OTTAWA — The Canadian government hasn’t taken steps to collect the taxes they should from digital platforms like Airbnb, and the inaction has to stop, says the Hotel Association of Canada.
Over the last two years, the commercial side of Airbnb’s business – those renting multi-unit entire homes – grew by 108%, says Susie Grynol, President of the Hotel Association of Canada. These entire home rentals generated 83% of Airbnb’s revenues.
Today is tax deadline day in Canada and the HAC is using the day as a platform to call on the federal government to ensure Airbnb pays its fair share of taxes, and to take real action to address tax avoidance in the digital space.
Despite the rapid growth of out of country digital platforms like Airbnb, the government has not taken steps to collect the taxes they should, says the HAC.
“As Canadians across the country file their returns on tax day, it is important that we look at who isn’t paying taxes,” says Grynol.
“Online rental platforms operating in Canada, like Airbnb, do not currently collect or remit GST/HST, pay no corporate income taxes on their Canadian activity, and make it far too easy for those renting rooms on their platforms to do the same.”
Online rental platforms have an unfair advantage over other accommodation businesses, like hotels, who pay their taxes and play by the rules, she says, adding that the real loss is felt by Canadians who end up paying more in taxes to cover the cost of Canada’s social programs.
“It is not acceptable that the federal government has not taken any meaningful action to modernize Canada’s tax laws to deal with the digital economy,” said Grynol. “Further, it is equally unacceptable that Airbnb has not taken a more responsible approach to ensure tax compliance for their commercial hosts.”

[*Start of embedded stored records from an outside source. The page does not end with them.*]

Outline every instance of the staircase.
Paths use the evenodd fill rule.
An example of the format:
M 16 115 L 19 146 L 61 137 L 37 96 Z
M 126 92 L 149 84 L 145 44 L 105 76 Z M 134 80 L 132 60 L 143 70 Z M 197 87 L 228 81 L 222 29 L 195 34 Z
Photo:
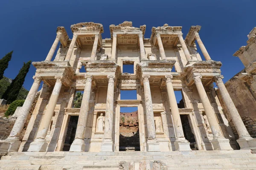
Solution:
M 250 150 L 104 153 L 9 152 L 0 170 L 256 170 Z

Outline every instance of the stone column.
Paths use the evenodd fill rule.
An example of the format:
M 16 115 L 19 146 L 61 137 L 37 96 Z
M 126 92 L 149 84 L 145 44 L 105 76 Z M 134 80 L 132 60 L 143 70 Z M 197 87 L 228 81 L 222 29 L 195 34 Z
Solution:
M 50 51 L 47 55 L 46 59 L 45 59 L 46 61 L 51 61 L 52 58 L 52 56 L 53 56 L 53 54 L 54 54 L 54 52 L 55 52 L 55 50 L 56 50 L 56 48 L 57 48 L 58 44 L 58 42 L 60 41 L 61 36 L 61 34 L 57 34 L 57 36 L 56 36 L 56 38 L 53 42 L 53 44 L 52 44 L 52 47 L 50 49 Z
M 213 136 L 211 143 L 215 150 L 233 150 L 229 144 L 229 140 L 224 138 L 221 133 L 215 113 L 202 83 L 201 78 L 201 76 L 193 77 Z
M 143 34 L 142 32 L 139 34 L 139 39 L 140 40 L 140 57 L 141 60 L 147 60 L 145 55 L 145 51 L 143 42 Z
M 86 82 L 84 90 L 84 94 L 81 107 L 79 113 L 78 122 L 75 140 L 73 141 L 70 152 L 84 152 L 85 150 L 85 143 L 84 141 L 85 128 L 88 117 L 88 110 L 89 110 L 89 103 L 92 87 L 92 76 L 86 76 Z
M 161 40 L 160 34 L 157 34 L 157 42 L 158 43 L 158 47 L 159 47 L 159 51 L 160 51 L 160 55 L 162 57 L 162 60 L 166 60 L 166 57 L 165 56 L 164 49 L 163 49 L 163 43 L 162 42 L 162 40 Z
M 226 87 L 225 87 L 222 81 L 223 78 L 223 77 L 222 76 L 216 76 L 214 78 L 214 81 L 218 86 L 221 97 L 227 106 L 227 108 L 231 117 L 232 122 L 234 123 L 239 135 L 239 139 L 237 140 L 237 141 L 239 144 L 240 148 L 249 149 L 256 147 L 256 139 L 253 139 L 249 134 L 244 122 L 237 111 Z
M 176 150 L 180 151 L 191 151 L 189 142 L 185 138 L 182 128 L 182 124 L 180 119 L 180 116 L 179 113 L 179 108 L 177 105 L 177 102 L 175 96 L 175 94 L 172 86 L 172 76 L 166 76 L 166 82 L 169 103 L 171 108 L 172 115 L 173 121 L 173 125 L 175 133 L 176 134 L 176 140 L 174 143 Z
M 111 60 L 116 60 L 116 34 L 113 34 L 113 41 L 112 42 L 112 49 L 111 52 Z
M 211 57 L 208 52 L 207 52 L 207 50 L 206 50 L 206 48 L 204 47 L 202 40 L 200 39 L 200 37 L 199 37 L 199 34 L 197 32 L 195 32 L 195 39 L 196 39 L 196 41 L 199 45 L 199 47 L 201 49 L 201 51 L 204 56 L 204 58 L 205 58 L 205 60 L 211 60 Z
M 191 60 L 191 57 L 190 56 L 190 54 L 189 52 L 189 50 L 188 50 L 188 48 L 187 48 L 186 43 L 185 43 L 185 41 L 184 41 L 184 39 L 183 39 L 183 37 L 182 37 L 183 34 L 180 34 L 178 35 L 178 37 L 179 38 L 180 42 L 181 44 L 181 47 L 182 47 L 182 49 L 183 49 L 183 51 L 185 54 L 186 58 L 187 60 L 188 61 L 189 60 Z
M 56 83 L 52 90 L 51 97 L 44 115 L 40 125 L 38 128 L 35 139 L 30 144 L 29 152 L 45 152 L 47 147 L 47 143 L 45 141 L 45 137 L 47 135 L 48 129 L 51 124 L 52 118 L 54 113 L 61 86 L 63 77 L 55 76 Z
M 19 112 L 19 115 L 15 122 L 15 123 L 12 129 L 11 133 L 6 139 L 11 142 L 8 152 L 17 152 L 18 151 L 20 141 L 20 135 L 24 124 L 26 120 L 26 118 L 31 108 L 32 104 L 34 102 L 35 97 L 40 86 L 42 78 L 40 76 L 34 76 L 35 79 L 30 90 L 27 96 L 21 110 Z
M 101 152 L 113 152 L 113 114 L 114 109 L 114 90 L 115 76 L 108 76 L 108 84 L 107 93 L 106 113 L 104 122 L 104 135 Z
M 91 55 L 90 60 L 94 60 L 96 57 L 96 54 L 97 53 L 97 47 L 98 47 L 98 42 L 99 41 L 99 34 L 96 34 L 94 38 L 94 42 L 93 42 L 93 50 L 92 50 L 92 54 Z
M 141 76 L 144 87 L 144 97 L 145 101 L 145 108 L 146 110 L 146 120 L 147 122 L 147 130 L 148 132 L 148 140 L 147 141 L 147 149 L 148 151 L 160 151 L 159 143 L 155 139 L 156 128 L 154 118 L 154 111 L 152 98 L 149 85 L 150 76 L 143 75 Z
M 68 50 L 67 53 L 66 58 L 65 58 L 65 61 L 69 62 L 70 60 L 70 58 L 71 57 L 71 55 L 72 55 L 72 52 L 73 52 L 73 50 L 74 49 L 74 47 L 75 46 L 75 44 L 76 44 L 76 39 L 78 37 L 78 35 L 76 34 L 73 34 L 73 38 L 72 38 L 71 42 L 70 42 L 69 48 L 68 48 Z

Hosts renting out multi-unit entire homes on Airbnb “are running a business through Airbnb, yet the federal government doesn’t require, nor does Airbnb provide, any tax information slips so that revenues can be tracked and tax calculated,” says a statement from the HAC.

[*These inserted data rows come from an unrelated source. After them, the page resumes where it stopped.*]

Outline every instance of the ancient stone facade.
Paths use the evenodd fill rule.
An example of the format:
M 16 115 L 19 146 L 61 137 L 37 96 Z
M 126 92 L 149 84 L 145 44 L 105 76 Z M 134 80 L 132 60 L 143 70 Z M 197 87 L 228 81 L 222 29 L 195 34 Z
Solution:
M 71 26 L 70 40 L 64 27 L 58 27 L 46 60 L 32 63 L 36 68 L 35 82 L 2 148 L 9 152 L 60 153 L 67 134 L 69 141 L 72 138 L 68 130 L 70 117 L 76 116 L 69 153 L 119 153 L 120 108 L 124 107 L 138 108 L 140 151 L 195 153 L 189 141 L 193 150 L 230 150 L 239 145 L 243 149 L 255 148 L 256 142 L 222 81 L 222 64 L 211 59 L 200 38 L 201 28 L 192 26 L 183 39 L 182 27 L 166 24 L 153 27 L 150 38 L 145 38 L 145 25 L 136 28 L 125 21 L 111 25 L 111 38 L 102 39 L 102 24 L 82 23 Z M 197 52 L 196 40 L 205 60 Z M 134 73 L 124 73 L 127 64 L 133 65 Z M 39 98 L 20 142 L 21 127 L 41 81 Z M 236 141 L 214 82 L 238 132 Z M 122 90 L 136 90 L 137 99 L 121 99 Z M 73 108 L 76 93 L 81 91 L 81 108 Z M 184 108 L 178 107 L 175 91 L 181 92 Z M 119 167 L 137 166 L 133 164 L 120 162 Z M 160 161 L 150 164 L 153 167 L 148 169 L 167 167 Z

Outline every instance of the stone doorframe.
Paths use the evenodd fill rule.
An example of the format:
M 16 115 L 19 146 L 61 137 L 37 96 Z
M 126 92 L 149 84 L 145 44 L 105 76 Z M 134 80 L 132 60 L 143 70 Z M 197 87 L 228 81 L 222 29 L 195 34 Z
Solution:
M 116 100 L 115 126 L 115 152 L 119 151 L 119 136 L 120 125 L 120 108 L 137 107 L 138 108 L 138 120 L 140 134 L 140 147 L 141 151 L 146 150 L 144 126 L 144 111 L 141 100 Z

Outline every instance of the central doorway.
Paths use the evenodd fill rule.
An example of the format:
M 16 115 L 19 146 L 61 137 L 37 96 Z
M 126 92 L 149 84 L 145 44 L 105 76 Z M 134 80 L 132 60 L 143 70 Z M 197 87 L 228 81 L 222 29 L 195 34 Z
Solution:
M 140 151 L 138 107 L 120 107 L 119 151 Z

In the U.S., there is a federal requirement to complete a 1099-K form in order to support tax compliance. In the EU, value-added taxes are applied and collected at the platform level on the total fee for the booking. “These measures should be adopted in Canada in order to close current loopholes.”
In 2016, guests of Canada’s legitimate hotel properties contributed an estimated $2.2 billion in consumer taxes and fees based on room revenues alone. If the same rates were to be applied to Airbnb’s revenues, the sector has the potential to contribute almost $100 million to the Canadian economy, says Grynol.
Governments have a responsibility to keep up with the emergence of the digital economy, she added. “Other jurisdictions around the world have modernized their tax laws and Canada should follow suit. It’s unacceptable that the federal government allows online platforms to avoid tax, while good corporate citizens continue to support jobs, drive economic growth and fund governments.”
The Hotel Association of Canada represents more than 8,178 hotels, motels and resorts that encompass the $19.2 billion Canadian hotel industry.